You can look to Eastern European economies for that, as they still pick up the tab for majority of university education.
1) There's certain stigma attached to blue-collar jobs now that everyone and their pet hamster are proud bearers of a college diploma. Finding a good plumber is next to impossible.
2) There's a subset of people thrown into permanent unemployment. Might be a cultural thing, but second education is a rare beast (as you hang out with students of the same level pretty much throughout the degree, so there's social pressure to be in the same age group as other classmates), and if your first and only degree is not very employable (hi, History majors), it becomes a constant conversation point of how screwed up the society is when a college graduate cannot find a job.
In regards to point #1, I foresee (or at least hope we will see) a swing back in the other direction, as wages for skilled labor skyrocket and scarce supply of skilled labor makes it a laborer's market (pick and choose your hours, etc)
Many people aren't "paying for it" today already - can we judge if they're taking it more or less lightly than they otherwise would have?
Given that we have 20 year olds taking on tens of thousands of dollars in debt, when I don't really think most of them have any perspective at all to judge the seriousness of that, I'm not sure we can say that everyone going to college today is 'paying for it'. We might say that many of them are paying for it (in many senses of the phrase) for years/decades to come.
More people learning stuff doesn't devalue the learning that other people do, it adds to it. The economics of ideas are not the same as the economics of physical commodities.
What would free education do to the labormarket if students no longer had to work part time to make ends meet? What would happen to housing market when students have disposable income not going to tuition?
"No man is an island" is not just a trite old adage, but a very real economic principle.

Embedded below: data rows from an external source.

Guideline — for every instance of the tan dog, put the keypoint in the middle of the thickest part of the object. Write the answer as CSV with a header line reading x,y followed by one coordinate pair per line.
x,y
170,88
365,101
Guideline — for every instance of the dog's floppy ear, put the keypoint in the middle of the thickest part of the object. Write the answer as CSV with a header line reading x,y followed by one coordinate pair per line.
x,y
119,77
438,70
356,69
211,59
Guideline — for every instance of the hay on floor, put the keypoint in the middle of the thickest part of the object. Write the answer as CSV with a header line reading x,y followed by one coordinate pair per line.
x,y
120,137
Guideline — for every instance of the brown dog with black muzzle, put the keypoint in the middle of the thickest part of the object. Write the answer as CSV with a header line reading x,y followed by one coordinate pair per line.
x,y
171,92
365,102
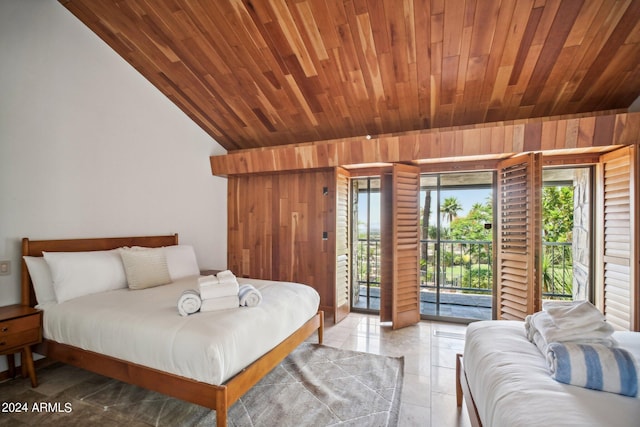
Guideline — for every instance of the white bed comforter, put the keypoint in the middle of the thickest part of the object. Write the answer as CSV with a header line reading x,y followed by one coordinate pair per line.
x,y
144,327
511,386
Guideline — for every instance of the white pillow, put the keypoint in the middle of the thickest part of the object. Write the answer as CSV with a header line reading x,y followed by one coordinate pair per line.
x,y
181,260
77,274
41,278
145,267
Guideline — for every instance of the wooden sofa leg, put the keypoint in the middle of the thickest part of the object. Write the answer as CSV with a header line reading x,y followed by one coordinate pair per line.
x,y
458,384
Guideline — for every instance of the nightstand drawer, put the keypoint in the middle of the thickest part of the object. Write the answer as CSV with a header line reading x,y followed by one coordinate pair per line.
x,y
18,325
16,341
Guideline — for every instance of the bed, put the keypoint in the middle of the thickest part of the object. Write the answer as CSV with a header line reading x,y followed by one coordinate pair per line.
x,y
178,367
504,381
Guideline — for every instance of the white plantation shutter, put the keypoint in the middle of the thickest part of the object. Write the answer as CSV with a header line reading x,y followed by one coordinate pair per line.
x,y
519,240
343,250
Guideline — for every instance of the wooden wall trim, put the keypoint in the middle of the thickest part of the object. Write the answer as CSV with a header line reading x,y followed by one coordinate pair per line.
x,y
583,132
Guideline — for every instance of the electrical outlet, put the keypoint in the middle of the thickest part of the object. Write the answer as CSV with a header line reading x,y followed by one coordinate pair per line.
x,y
5,268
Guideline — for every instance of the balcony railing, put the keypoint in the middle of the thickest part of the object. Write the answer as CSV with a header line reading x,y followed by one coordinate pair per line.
x,y
465,266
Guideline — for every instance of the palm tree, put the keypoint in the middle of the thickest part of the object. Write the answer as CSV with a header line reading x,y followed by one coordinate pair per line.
x,y
450,208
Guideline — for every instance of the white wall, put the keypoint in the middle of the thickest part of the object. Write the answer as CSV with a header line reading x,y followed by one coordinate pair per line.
x,y
89,148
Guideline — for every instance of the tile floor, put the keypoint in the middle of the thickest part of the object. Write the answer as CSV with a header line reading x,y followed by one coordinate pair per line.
x,y
429,349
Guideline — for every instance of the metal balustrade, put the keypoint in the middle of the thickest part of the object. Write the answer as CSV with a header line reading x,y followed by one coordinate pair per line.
x,y
464,267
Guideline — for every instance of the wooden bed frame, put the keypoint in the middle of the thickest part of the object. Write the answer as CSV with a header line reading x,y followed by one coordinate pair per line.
x,y
219,398
463,390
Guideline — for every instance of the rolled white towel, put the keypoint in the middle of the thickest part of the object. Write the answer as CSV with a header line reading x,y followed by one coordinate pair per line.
x,y
189,302
208,280
218,290
221,303
226,276
249,296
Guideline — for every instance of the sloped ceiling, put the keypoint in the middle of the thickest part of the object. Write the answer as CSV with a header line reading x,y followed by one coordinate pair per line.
x,y
274,72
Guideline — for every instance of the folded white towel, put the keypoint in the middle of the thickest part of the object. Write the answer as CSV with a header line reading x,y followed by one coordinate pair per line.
x,y
226,276
189,302
576,315
219,290
249,296
541,331
221,303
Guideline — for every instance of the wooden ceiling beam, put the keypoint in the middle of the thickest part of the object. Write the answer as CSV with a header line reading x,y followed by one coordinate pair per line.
x,y
576,134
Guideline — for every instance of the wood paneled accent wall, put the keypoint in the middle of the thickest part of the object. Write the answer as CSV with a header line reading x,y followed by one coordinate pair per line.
x,y
495,139
275,229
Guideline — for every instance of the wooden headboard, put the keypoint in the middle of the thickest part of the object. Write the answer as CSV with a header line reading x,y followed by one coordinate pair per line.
x,y
36,247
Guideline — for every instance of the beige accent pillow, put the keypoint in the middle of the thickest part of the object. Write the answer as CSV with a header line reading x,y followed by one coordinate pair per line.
x,y
145,267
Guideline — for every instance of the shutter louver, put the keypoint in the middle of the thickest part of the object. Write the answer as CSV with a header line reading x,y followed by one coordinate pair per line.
x,y
519,240
619,271
406,247
343,273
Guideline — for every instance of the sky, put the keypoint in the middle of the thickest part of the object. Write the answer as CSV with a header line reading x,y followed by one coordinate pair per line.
x,y
467,199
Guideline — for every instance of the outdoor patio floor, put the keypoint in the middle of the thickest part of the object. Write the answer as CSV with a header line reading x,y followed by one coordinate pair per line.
x,y
455,305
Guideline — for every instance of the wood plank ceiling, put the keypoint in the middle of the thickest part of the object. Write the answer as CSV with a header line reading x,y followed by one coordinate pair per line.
x,y
274,72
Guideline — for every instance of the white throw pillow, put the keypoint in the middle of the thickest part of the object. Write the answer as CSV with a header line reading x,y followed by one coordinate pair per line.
x,y
182,262
76,274
41,278
145,267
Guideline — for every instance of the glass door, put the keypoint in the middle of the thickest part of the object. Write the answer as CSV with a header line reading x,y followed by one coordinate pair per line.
x,y
456,245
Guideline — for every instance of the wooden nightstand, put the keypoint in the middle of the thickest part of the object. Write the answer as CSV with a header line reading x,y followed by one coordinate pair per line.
x,y
20,328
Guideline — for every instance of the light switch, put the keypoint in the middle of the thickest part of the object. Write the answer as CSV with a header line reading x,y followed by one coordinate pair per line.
x,y
5,268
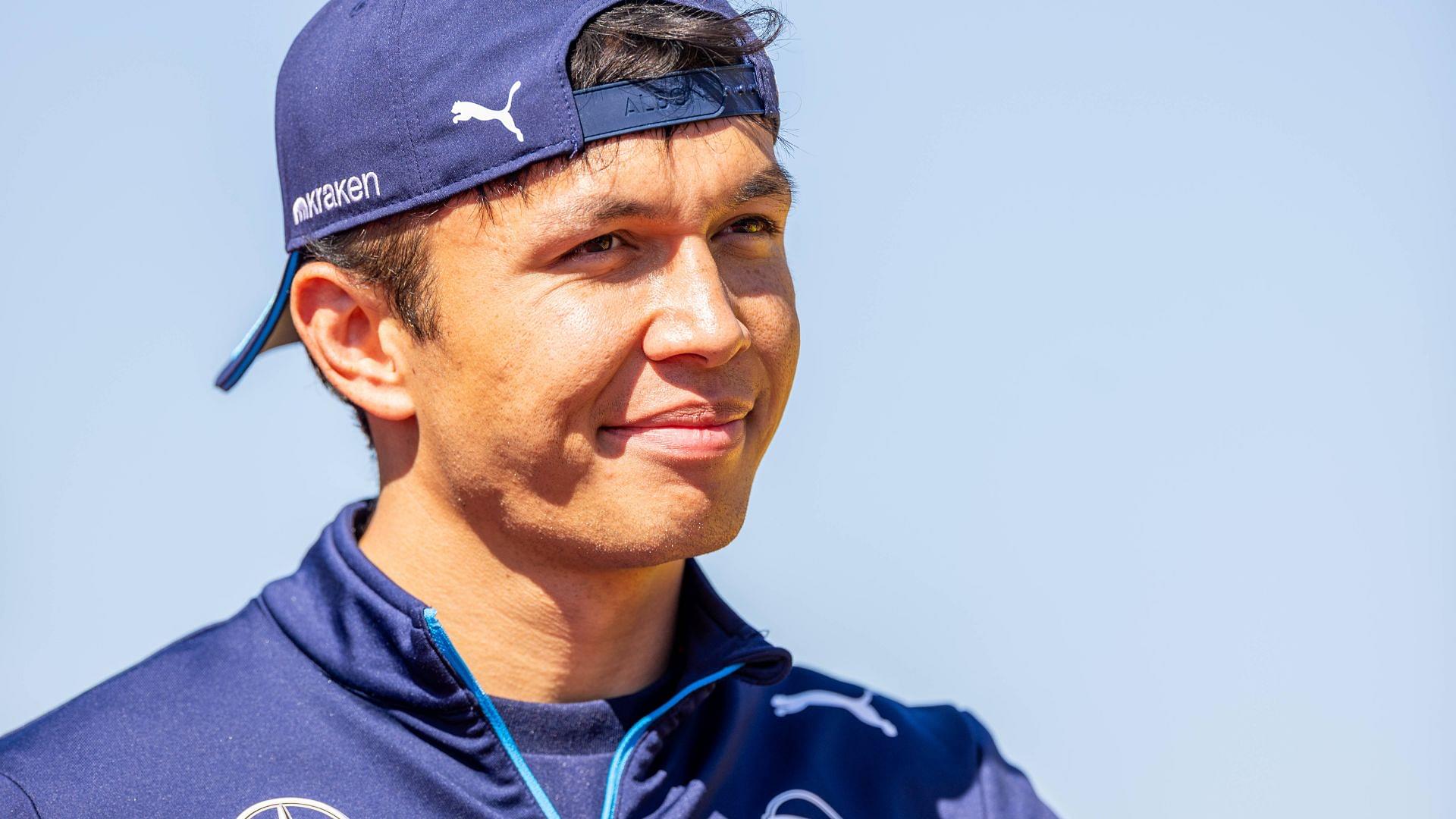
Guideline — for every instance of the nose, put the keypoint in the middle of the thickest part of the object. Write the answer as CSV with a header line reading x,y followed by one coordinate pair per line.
x,y
693,311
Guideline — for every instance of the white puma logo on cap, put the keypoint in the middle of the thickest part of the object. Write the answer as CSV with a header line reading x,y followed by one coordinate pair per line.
x,y
785,704
471,111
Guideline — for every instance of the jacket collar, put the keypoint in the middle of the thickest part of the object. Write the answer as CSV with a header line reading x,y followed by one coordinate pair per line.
x,y
369,634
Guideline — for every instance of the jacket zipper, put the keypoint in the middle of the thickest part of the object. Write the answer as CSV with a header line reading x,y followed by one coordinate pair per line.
x,y
619,757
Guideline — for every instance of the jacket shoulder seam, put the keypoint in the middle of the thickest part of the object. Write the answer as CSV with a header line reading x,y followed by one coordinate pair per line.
x,y
36,809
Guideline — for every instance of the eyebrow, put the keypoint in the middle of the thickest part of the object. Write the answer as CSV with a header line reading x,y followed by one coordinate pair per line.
x,y
772,181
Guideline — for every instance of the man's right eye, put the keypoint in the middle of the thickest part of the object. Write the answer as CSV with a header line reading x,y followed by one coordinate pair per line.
x,y
599,245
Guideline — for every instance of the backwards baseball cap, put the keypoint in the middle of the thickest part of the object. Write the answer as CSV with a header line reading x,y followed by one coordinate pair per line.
x,y
386,105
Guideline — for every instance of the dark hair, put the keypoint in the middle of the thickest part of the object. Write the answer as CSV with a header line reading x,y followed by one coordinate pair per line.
x,y
631,41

Heh, I was throwing John Donne about these boards the other day funnily enough.
I suspect that if free education plus a free living allowance were paid for by the state to impoverished students, then you would have the UK until the mid '90s.
And given the levels of unemployment in the US at the moment, it could do a lot worse than paying those who are going to be out of work anyway, to go to school instead of sitting idle.
Also, as the housing market crash was partly triggered by toxic credit, people having more actual money as opposed to relying on debt would have probably reduced this slightly.
[edit] Also, I think it is fair to say that John probably wasn't thinking about keeping people poor to satisfy the demand for cheap labour in an oligarchic plutonomy when he penned those words.
For I am involved in mankind. Therefore, send not to know for whom the bell tolls, it tolls for thee.
It reminds me of the story of a West African king who went on a pilgrimage to Mecca. On his way to Arabia, the king gifted so much gold to all intervening communities that the price of gold crashed, taking with it the economies of North Africa and Arabia.